Ни луны, ни звезд. Все облачно. Все угрюмо. Но это Париж. Город, о котором она грезила ребенком; где жили Дантон и Робеспьер; где запылал первый факел великой революции, от которого дрогнул и рухнул старый мир; где с такого же балкончика, а может, и из окна мансарды, никому неведомый юноша с мрачным взглядом и профилем Цезаря глядел в такие же угрюмые осенние ночи на великий город, мечтая покорить его. Глядел в небо, ища там свою звезду, приведшую его к трону [89]…
Хриплый звук старой меди вдруг доносится издалека. Это бьют часы. Их слышало столько поколений. «Все исчезли…»
Уныло льются медные волны в сыром воздухе. Дрожат и тают. Звуки угаснут. «Угасну и я…»
О, стать чем-нибудь! Поэтом, скульптором, артисткой… Личностью… Бросить миру свой вымысел. Подарить людям радость… Создать свой мир…
— Вот Лувр, Маня!
Мрачный четырехугольник раскинулся перед нею. Через улицу, невдалеке, колокольня и сквер.
— Это церковь Сен-Жермен д'Окзерруа, откуда был дан сигнал к Варфоломеевской ночи. Вон, видишь, за углом, окно? Карл IX стрелял оттуда в народ.
Она оглядывается с потемневшими глазами, не смея верить своему счастью. Солнце заливает шумный город. И жизнь здесь кажется праздником. Под оголенными деревьями звучит детский смех. Пестрая толпа, нарядная, суетливая, жизнерадостная, затопляет всю площадь и сквер. Вдали поют гудки автомобилей и звенит трамвай. Омнибусы едут, нагруженные пассажирами. Все спешат. Все ликуют. Эта радость захватывает. Ярко ноябрьское небо. Тепло.
Он прижимает к себе ее трепещущую руку.
— Марк, пойдем скорее! Агата дала мне только один час.
Они входят во дворец Валуа.
В этих длинных, узких залах, с небольшими окнами, бродила когда-то Катерина Медичи, со змеиной улыбкой своих длинных глаз, обдумывала убийство тех, кто стоял на ее пути. Дверь отворялась бесшумно. И навстречу королеве крался ее доверенный флорентиец Ренэ, искусный отравитель, убивавший перчатками, духами, цветком. Теперь здесь толпятся иностранцы и провинциалы, зевая перед сокровищами Рубенса.
Дальше… дальше…
Перед ними открывается анфилада зал. Там, в конце, вдали, на красном фоне…
— Она? — шепчет Маня, задыхаясь от сердцебиения.

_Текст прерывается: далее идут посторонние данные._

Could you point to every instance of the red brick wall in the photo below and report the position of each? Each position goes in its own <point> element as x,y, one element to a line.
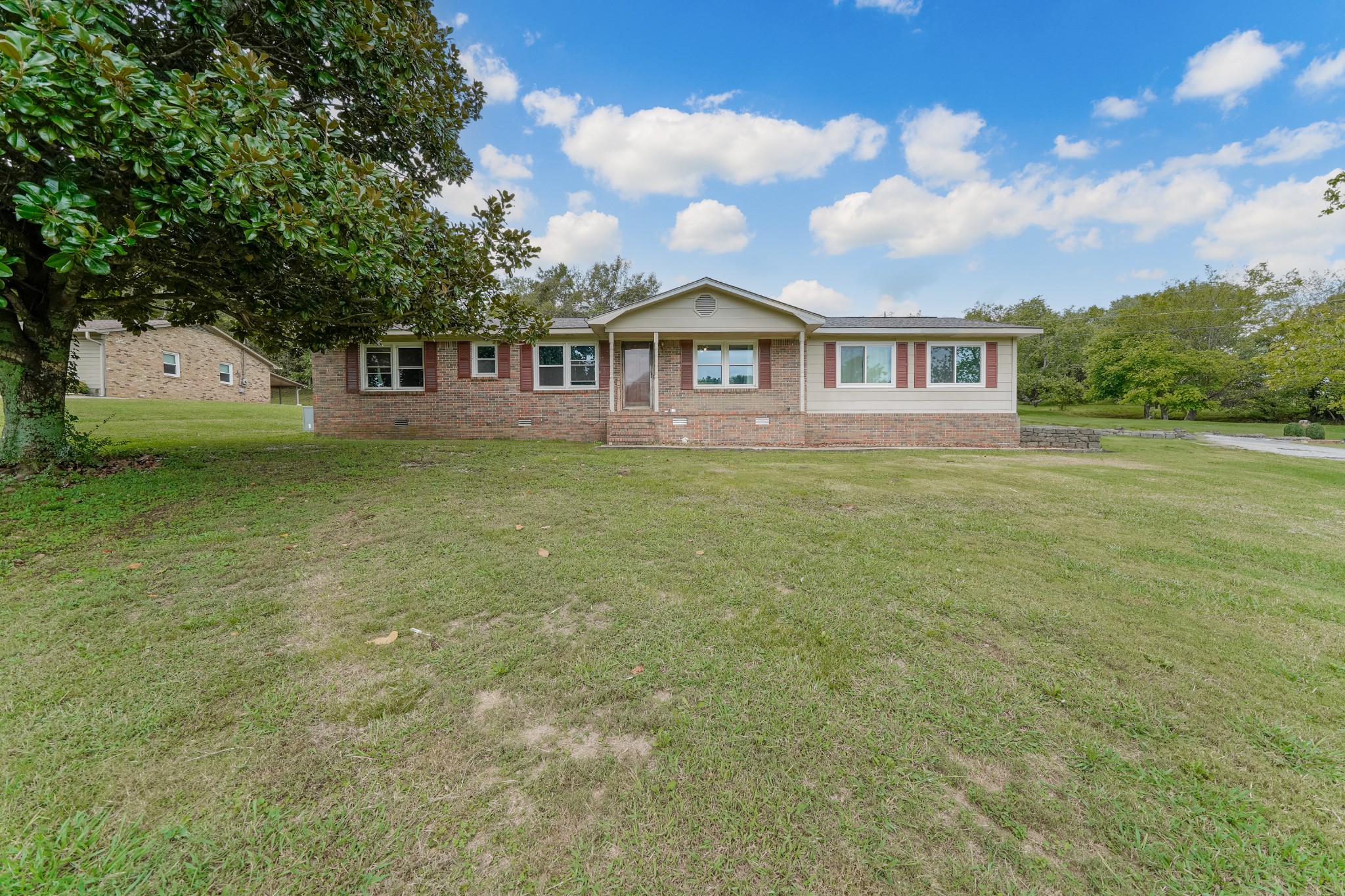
<point>135,367</point>
<point>462,409</point>
<point>934,430</point>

Божественный мрамор сверкает навстречу. Они идут, взявшись за руки. Медленно входят и останавливаются на пороге.
Темно-красная комната, вся в одном тоне. По стенам ряд красных скамеек. И ничего больше. И на этом мрачном фоне стоит она — Венера Милосская — символ женского могущества. Величественный торс без рук, с дивным изгибом полуобнаженного тела. Строгий взгляд каменных глаз. Целомудренные губы. В мраморном лике царственная гордость.

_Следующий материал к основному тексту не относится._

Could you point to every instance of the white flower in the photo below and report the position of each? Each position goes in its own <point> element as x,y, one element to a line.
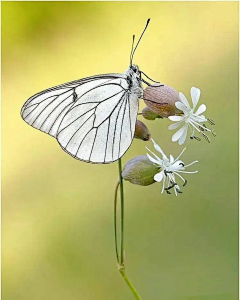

Хочется преклонить колени, облобызать цоколь, зарыдать слезами восторга.
Тишина, как в храме. Входят на цыпочках. Долго смотрят недвижно. Робко садятся на скамьи. B отдаются созерцанию.
Кто была эта женщина, голову и торс которой увековечил скульптор? Кто был он сам?… Нет ответа на эти загадки. Но не все ли равно? Мир преклонился перед гением. Дуновение его проносится над толпой и замыкает ее уста. И в эти часы созерцания отрешает ее от земли.

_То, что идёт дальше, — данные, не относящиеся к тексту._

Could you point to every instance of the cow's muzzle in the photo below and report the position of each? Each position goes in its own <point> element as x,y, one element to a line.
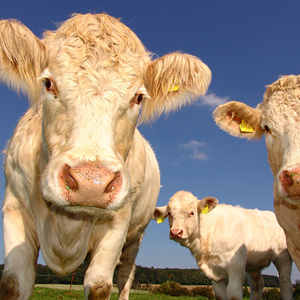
<point>89,184</point>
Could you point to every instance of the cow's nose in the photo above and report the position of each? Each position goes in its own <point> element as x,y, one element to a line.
<point>90,184</point>
<point>176,233</point>
<point>290,182</point>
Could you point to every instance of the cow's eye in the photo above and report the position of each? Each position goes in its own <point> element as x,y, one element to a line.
<point>49,84</point>
<point>267,129</point>
<point>137,99</point>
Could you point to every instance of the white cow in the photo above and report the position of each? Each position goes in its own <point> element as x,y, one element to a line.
<point>82,182</point>
<point>277,117</point>
<point>227,241</point>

Крепко стиснув руки, Маня глядит на этот лоб, на эти губы. Сколько власти! Какое сознание силы. Богиня любви? Не то… Нет в ней ни опьяняющей женственности, как в Венере Капитолийской, ни трогательной стыдливости, как в Венере Медицейской. Все они женщины. Эта — царица. Чело ее мыслит. Глаза приказывают. Губы чуть заметно горделиво усмехаются. Могут ли молить эти губы? Могут ли плакать такие глаза?
Если она была способна любить, эта, увековеченная в мраморе, то любовь ее была — даром. Опять-таки даром царицы. На день? На час? Все равно. Кто смел судить ее? Такую?
Знала ли она муки ревности? Нет… Горечь раскаяния? Нет… Все мелкое, будничое, что отравляет душу женщин, неведомо богине. Она не станет мучить, как Диана. Шпионить, как Юнона. Она не захочет унизиться. Вот какой должна быть женщина! «Любовь — сила, созидающая мир, покоряющая даже богов, — говорит это лицо. И эта любовь — во мне. И эта сила — я!»
— Маня… ты плачешь? — шепчет Штейнбах.
— О, молчи!.. Я счастлива…
Дни бегут, жизнь — сказка. Они уже неделю здесь. Устроились в предместье, в крохотной квартире. Прислуги нет. Агата готовит сама. Но у них есть садик, терраса. Есть скамья под деревом. Можно ночью, накинув платок на плечи, выходить на террасу и часами глядеть в небо. На стене, в комнате Мани, висит превосходная гравюра Венеры Милосской.
«Теперь я богачка, — смеется Маня. — У меня вилла, парк, балкон, луна, книги, Нина. И эта богиня перед глазами. Что нужно еще для счастья?..»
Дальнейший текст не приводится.